Eine Szene wie ein Western-Duell: Ein Mann und eine Frau richten ihre Pistolen aufeinander. Er fragt: „Was war das damals mit uns?“ Sie: „Du weißt, was das war.“ Er: „Ich kann dich nicht gehen lassen!“ Dann fällt ein Schuss, und der Titel erscheint: „Todesengel“. Der Film beginnt mit dem Finale, und es dauert tatsächlich knapp 90 Minuten, bis er verrät, wie der Showdown ausgeht; und dass noch eine weitere Person beteiligt war. Beste Voraussetzungen also für einen packenden Thriller, denn bei dem Mann handelt es sich um Jan Fabel, die Hauptfigur der Craig-Russell-Verfilmungen, und bei der Frau um Sylvie, seine frühere Freundin. Natürlich bezieht die Handlung einen großen Teil ihrer zumindest potenziellen Spannung aus der Frage, warum sich das einstige Liebespaar gegenseitig umbringen will; und dies erzählt die fünfte Adaption aus der Fabel-Reihe in einer ausführlichen Rückblende.

Sie beginnt mit dem Fund einer grausam entstellten männlichen Leiche. Dem Hamburger Hauptkommissar (Peter Lohmeyer) genügt ein Blick, um die Handschrift zu erkennen: „Der Engel ist zurück.“ Vor zehn Jahren hat der „Todesengel“ St. Pauli in Angst und Schrecken versetzt, die Mordserie ist nie aufgeklärt worden; Sylvie (Stephanie Japp) hat damals ein Sachbuch über die Fälle geschrieben. Die Leichen waren ausnahmslos männlich und wurden von der mutmaßlich weiblichen Täterin bestraft, weil sie sich zu Lebzeiten als Vergewaltiger, Zuhälter oder prügelnde Ehemänner an Frauen vergangen hatten. Das aktuelle Opfer, ein Journalist, passt ins Muster, ihm stand ein Prozess wegen Vergewaltigung bevor, aber ein weiterer Toter mit gleicher „Signatur“ hat sich augenscheinlich nichts zu Schulden kommen lassen; der Mann arbeitete für ein Recyclingunternehmen mit hehren Ansätzen, und Fabel steht vor einem Rätsel.
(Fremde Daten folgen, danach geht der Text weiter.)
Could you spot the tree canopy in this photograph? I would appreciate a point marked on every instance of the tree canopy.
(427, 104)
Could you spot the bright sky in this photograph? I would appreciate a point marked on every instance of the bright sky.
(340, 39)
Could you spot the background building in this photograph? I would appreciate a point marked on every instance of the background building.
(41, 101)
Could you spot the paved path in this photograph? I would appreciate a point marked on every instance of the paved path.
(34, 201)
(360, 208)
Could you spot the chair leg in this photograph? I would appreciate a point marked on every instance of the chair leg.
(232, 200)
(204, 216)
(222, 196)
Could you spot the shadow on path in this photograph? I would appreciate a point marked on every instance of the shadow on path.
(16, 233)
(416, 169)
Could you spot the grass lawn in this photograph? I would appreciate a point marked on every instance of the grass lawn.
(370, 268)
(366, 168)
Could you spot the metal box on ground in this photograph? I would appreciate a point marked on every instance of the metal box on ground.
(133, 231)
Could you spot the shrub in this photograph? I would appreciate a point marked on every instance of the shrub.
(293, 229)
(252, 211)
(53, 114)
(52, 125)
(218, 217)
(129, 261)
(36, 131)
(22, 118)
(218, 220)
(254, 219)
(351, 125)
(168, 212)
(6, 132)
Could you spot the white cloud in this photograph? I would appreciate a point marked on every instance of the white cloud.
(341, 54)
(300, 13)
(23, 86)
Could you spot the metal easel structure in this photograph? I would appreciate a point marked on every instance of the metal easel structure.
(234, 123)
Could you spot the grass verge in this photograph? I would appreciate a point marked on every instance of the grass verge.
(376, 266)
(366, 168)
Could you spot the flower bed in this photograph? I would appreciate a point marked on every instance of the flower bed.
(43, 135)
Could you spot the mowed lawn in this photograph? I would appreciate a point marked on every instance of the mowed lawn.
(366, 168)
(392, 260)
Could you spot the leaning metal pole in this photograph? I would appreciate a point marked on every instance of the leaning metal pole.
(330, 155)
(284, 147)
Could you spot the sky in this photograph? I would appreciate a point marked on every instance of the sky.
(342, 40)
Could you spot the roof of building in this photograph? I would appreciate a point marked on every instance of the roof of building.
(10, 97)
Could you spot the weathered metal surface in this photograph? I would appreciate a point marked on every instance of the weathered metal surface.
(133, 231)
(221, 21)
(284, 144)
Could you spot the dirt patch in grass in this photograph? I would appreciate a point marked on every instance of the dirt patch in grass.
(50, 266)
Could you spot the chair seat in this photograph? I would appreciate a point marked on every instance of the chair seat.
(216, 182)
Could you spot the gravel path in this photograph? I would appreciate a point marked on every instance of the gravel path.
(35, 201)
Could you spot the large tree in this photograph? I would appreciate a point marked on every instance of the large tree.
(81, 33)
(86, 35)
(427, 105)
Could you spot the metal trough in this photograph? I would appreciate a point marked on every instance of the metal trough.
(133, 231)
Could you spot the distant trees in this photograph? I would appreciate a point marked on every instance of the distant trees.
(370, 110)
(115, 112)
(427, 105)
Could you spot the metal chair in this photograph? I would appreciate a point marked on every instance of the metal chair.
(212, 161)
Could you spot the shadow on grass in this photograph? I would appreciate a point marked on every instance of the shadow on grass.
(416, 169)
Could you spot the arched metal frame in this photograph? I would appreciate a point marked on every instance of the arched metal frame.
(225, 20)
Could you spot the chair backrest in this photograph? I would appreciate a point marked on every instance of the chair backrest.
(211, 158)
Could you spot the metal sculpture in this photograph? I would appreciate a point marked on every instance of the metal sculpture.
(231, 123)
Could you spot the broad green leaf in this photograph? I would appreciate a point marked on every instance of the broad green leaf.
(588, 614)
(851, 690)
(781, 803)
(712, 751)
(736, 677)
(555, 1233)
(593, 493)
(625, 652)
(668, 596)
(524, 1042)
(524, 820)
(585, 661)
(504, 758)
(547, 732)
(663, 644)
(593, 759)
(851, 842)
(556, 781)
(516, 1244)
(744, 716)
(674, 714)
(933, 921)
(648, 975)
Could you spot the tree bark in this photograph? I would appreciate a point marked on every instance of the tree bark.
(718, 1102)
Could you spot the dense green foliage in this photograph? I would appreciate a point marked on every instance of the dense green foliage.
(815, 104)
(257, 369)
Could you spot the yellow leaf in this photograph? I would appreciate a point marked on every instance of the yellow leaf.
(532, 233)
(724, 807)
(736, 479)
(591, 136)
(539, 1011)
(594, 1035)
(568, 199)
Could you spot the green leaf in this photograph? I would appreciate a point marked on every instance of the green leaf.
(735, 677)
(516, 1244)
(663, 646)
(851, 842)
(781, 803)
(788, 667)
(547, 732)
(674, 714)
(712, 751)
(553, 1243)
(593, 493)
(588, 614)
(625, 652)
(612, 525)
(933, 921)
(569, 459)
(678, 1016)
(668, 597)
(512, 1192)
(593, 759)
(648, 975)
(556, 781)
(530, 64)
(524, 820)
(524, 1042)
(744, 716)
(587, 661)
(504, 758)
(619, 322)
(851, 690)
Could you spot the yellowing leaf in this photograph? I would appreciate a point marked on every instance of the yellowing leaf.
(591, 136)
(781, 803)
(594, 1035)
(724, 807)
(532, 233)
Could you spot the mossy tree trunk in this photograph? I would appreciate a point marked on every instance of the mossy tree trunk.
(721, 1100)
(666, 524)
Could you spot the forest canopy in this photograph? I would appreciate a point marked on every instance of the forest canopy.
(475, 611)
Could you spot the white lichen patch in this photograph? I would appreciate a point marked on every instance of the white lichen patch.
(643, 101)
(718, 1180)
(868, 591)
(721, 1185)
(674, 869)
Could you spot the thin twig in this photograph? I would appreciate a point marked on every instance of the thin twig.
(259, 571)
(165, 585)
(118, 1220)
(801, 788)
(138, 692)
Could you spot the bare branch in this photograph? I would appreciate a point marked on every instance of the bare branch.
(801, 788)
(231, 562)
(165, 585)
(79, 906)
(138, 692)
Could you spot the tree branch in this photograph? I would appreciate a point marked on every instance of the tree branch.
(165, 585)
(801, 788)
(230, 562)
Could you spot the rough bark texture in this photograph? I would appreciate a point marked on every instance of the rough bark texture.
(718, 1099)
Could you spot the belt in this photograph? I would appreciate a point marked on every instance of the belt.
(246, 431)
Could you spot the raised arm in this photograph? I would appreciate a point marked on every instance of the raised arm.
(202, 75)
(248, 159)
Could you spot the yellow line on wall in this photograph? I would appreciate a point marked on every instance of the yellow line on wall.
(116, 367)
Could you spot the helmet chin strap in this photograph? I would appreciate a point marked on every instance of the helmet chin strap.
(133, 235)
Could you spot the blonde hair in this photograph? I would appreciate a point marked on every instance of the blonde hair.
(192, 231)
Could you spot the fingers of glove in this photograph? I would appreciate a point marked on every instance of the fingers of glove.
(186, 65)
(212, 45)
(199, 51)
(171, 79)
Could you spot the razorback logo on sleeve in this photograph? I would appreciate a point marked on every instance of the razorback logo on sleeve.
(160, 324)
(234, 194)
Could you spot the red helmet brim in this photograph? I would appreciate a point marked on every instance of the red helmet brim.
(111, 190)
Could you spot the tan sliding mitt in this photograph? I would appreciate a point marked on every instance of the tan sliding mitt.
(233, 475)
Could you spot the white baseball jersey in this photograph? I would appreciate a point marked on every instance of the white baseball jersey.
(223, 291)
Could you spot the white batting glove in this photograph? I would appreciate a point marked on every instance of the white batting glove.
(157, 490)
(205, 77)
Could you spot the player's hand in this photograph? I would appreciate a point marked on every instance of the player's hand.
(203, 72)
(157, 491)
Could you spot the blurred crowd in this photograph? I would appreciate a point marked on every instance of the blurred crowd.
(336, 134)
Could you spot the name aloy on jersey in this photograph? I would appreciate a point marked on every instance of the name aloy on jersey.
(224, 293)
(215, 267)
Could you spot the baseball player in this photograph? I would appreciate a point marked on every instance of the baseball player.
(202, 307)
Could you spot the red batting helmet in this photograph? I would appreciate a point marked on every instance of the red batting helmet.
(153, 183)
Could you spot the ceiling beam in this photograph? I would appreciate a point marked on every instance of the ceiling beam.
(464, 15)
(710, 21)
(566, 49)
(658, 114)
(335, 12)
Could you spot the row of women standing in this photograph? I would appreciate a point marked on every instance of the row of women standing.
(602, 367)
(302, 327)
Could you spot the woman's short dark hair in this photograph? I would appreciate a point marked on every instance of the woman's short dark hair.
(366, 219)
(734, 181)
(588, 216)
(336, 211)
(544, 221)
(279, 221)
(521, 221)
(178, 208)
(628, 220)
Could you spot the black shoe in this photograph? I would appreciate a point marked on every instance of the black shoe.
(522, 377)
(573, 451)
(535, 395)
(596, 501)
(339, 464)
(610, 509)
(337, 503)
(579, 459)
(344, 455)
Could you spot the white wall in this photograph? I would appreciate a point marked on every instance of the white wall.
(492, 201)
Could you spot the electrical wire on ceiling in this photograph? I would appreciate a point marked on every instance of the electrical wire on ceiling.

Die Story fasziniert durch einige verblüffende Offenbarungen, die nicht zuletzt die Identität der Titelfigur betreffen. Interessant sind anfangs auch die Rückblenden innerhalb der Rückblende, denn während sich Fabel fragt, warum der „Engel“ seinen Rachefeldzug nach zehn Jahren Pause fortsetzt, bearbeitet Polizeipsychologin und Lebensgefährtin Susanne (Proschat Madani ersetzt Marie Lou Sellem) einen scheinbar ganz anderen Fall. Eine mehrfache Mörderin ist aus der Psychiatrie geflohen. Sie kann zwar nicht der „Todesengel“ sein, weil sie zum Zeitpunkt der damaligen wie auch der aktuellen Morde eingesperrt war, hätte aber das Zeug dazu, wie die Bilder aus ihrer Jugend zeigen: Margarethe Paulus (Anne Ratte-Polle) ist Mitte der Achtziger in einem Stasi-Lager zur Killerin ausgebildet worden. Ihre clever eingefädelte Flucht ist ungemein effektvoll inszeniert und der optische Höhepunkt des Films: Plötzlich wird ein Wandgemälde lebendig.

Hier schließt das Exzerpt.